I could hard-code a flag to add that directory to the search path like below, but this seems very brittle, non-portable, and just plain wrong.
if sys.platform == 'linux':
os.setenv ('LD_LIBRARY_PATH', '/usr/lib/x86_64-linux-gnu/libfswatch')
This quickly becomes pretty complicated when I want to use LD_LIBRARY_PATH for other purposes as well, or support non-x86_64 platforms as well, have more than one dependency suffering this problem, and so on. Worse still, this incantation differs quite a bit depending on the toolchain: the code above is for Python; Makefile+gcc would need something else; cmake would probably want another, and so on.

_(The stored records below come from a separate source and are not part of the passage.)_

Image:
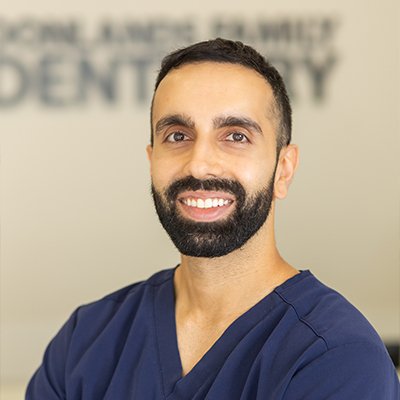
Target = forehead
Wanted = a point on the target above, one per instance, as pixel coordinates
(203, 90)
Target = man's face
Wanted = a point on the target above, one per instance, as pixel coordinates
(214, 156)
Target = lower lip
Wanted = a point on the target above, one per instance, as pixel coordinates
(205, 214)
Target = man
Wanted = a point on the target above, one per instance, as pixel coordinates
(233, 320)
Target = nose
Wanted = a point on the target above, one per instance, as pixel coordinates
(204, 160)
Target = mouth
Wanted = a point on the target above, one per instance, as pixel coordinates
(205, 206)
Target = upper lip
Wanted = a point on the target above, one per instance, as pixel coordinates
(205, 194)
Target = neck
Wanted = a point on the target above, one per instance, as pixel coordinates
(221, 288)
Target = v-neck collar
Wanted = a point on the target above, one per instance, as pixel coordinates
(176, 386)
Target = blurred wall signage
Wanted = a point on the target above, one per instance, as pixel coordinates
(63, 63)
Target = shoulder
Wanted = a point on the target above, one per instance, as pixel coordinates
(353, 362)
(327, 313)
(127, 298)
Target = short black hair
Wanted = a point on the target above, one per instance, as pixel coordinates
(234, 52)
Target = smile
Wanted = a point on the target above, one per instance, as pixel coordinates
(205, 203)
(206, 206)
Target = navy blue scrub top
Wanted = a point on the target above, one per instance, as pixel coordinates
(302, 341)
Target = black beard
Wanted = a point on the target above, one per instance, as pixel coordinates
(213, 239)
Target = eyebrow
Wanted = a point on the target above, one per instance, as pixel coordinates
(218, 122)
(244, 122)
(174, 119)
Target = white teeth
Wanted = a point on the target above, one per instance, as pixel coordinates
(207, 203)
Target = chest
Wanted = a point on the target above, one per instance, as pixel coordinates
(194, 341)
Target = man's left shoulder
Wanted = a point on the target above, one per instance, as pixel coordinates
(354, 363)
(328, 313)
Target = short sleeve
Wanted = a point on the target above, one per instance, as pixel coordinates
(48, 382)
(352, 371)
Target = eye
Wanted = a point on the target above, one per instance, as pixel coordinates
(237, 137)
(176, 137)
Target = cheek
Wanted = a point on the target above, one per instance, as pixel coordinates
(254, 174)
(163, 172)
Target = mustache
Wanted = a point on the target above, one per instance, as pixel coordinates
(218, 184)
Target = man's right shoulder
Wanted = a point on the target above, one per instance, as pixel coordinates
(127, 298)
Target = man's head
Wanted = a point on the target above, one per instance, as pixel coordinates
(227, 51)
(217, 156)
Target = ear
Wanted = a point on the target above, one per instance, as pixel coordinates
(149, 151)
(287, 165)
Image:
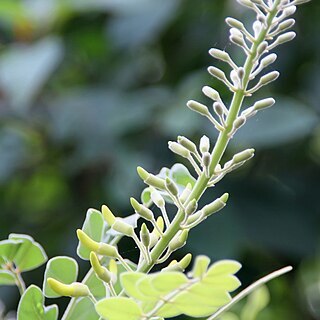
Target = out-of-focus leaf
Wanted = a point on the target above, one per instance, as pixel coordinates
(26, 68)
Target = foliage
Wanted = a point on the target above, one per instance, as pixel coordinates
(180, 189)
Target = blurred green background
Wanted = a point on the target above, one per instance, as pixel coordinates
(89, 90)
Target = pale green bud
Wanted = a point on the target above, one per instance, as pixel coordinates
(98, 247)
(188, 144)
(185, 193)
(263, 104)
(143, 211)
(191, 207)
(198, 107)
(73, 290)
(102, 273)
(108, 215)
(219, 54)
(171, 187)
(217, 107)
(179, 149)
(145, 235)
(217, 73)
(200, 266)
(262, 47)
(157, 199)
(234, 23)
(215, 206)
(269, 77)
(204, 144)
(179, 240)
(243, 156)
(211, 93)
(123, 227)
(151, 179)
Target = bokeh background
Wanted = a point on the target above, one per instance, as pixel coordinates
(91, 89)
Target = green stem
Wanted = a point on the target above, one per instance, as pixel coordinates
(219, 148)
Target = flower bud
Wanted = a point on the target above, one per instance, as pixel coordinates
(143, 211)
(157, 198)
(198, 107)
(215, 206)
(145, 235)
(204, 144)
(219, 54)
(98, 247)
(179, 240)
(211, 93)
(102, 273)
(200, 266)
(234, 23)
(73, 290)
(171, 187)
(243, 156)
(123, 227)
(263, 104)
(151, 179)
(188, 144)
(185, 193)
(179, 149)
(108, 215)
(191, 207)
(217, 73)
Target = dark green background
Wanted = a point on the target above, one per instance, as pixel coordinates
(89, 90)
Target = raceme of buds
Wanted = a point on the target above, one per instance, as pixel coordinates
(73, 290)
(215, 206)
(102, 272)
(151, 179)
(141, 210)
(179, 149)
(98, 247)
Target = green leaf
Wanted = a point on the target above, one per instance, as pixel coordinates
(63, 269)
(31, 306)
(8, 249)
(7, 278)
(30, 254)
(82, 309)
(119, 308)
(93, 226)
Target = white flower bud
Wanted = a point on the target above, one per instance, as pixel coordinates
(178, 149)
(211, 93)
(199, 107)
(204, 144)
(264, 103)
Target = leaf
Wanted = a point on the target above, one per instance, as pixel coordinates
(30, 254)
(31, 306)
(93, 226)
(63, 269)
(119, 308)
(8, 249)
(82, 309)
(7, 278)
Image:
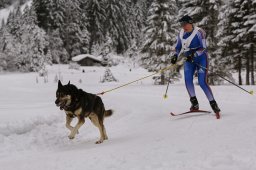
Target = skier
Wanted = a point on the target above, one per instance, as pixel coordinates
(191, 42)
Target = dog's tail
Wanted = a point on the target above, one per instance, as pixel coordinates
(108, 113)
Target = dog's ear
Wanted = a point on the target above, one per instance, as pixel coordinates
(59, 84)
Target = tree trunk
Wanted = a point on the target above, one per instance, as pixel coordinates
(247, 69)
(252, 65)
(240, 71)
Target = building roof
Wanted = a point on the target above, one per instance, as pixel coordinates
(83, 56)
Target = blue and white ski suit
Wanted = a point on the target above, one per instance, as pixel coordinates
(195, 40)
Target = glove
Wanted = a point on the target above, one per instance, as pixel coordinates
(174, 59)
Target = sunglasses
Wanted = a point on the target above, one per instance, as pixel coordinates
(182, 24)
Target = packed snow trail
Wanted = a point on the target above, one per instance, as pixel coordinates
(142, 134)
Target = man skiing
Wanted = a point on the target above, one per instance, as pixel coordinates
(191, 42)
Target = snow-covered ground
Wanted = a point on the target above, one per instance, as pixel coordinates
(142, 134)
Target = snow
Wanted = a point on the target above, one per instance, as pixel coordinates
(4, 13)
(142, 134)
(82, 56)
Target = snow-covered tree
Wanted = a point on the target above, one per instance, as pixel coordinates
(108, 76)
(96, 16)
(117, 25)
(160, 34)
(56, 47)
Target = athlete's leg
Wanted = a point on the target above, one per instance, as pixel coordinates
(202, 76)
(189, 71)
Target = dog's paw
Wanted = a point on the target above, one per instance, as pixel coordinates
(99, 141)
(71, 136)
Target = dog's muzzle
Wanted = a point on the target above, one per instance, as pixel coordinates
(60, 104)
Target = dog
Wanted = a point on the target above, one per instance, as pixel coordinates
(78, 103)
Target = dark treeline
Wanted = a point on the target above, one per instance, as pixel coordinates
(53, 31)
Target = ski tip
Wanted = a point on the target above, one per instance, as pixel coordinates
(217, 115)
(251, 92)
(172, 114)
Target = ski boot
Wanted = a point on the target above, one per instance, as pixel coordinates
(215, 108)
(194, 104)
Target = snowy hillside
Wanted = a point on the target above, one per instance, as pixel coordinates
(142, 134)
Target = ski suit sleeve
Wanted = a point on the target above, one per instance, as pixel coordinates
(202, 42)
(178, 45)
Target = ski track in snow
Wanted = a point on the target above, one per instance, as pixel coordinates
(142, 134)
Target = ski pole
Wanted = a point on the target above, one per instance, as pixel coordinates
(250, 92)
(165, 95)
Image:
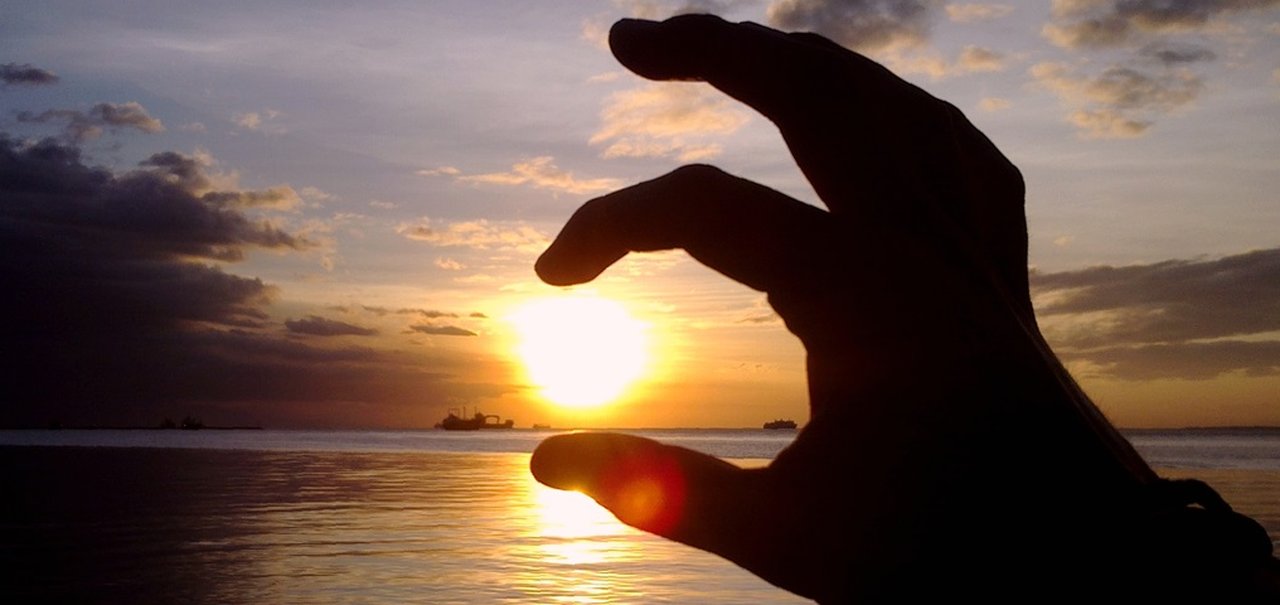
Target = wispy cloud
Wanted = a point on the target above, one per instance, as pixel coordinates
(867, 26)
(26, 74)
(442, 330)
(87, 125)
(667, 119)
(1171, 319)
(315, 325)
(976, 13)
(540, 173)
(263, 122)
(1119, 101)
(993, 104)
(481, 234)
(1105, 23)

Is there a better way of handling this, which avoids such platform-, package-, and tooling-specific cruft? What's the "right" (intended) way of bringing libraries like this into scope, whose package doesn't care to put it on library search paths? Is there a magic script that would set up environment variables the right way? Is there a setting I'm missing to "enable" these kinds of libraries? Something like pkg-config would be sufficient, but fswatch doesn't ship with a pkg-config .pc file. I've taken up fswatch as an example here, but this is not the first time I got annoyed with this issue (though I can't recall specifics of past incidents).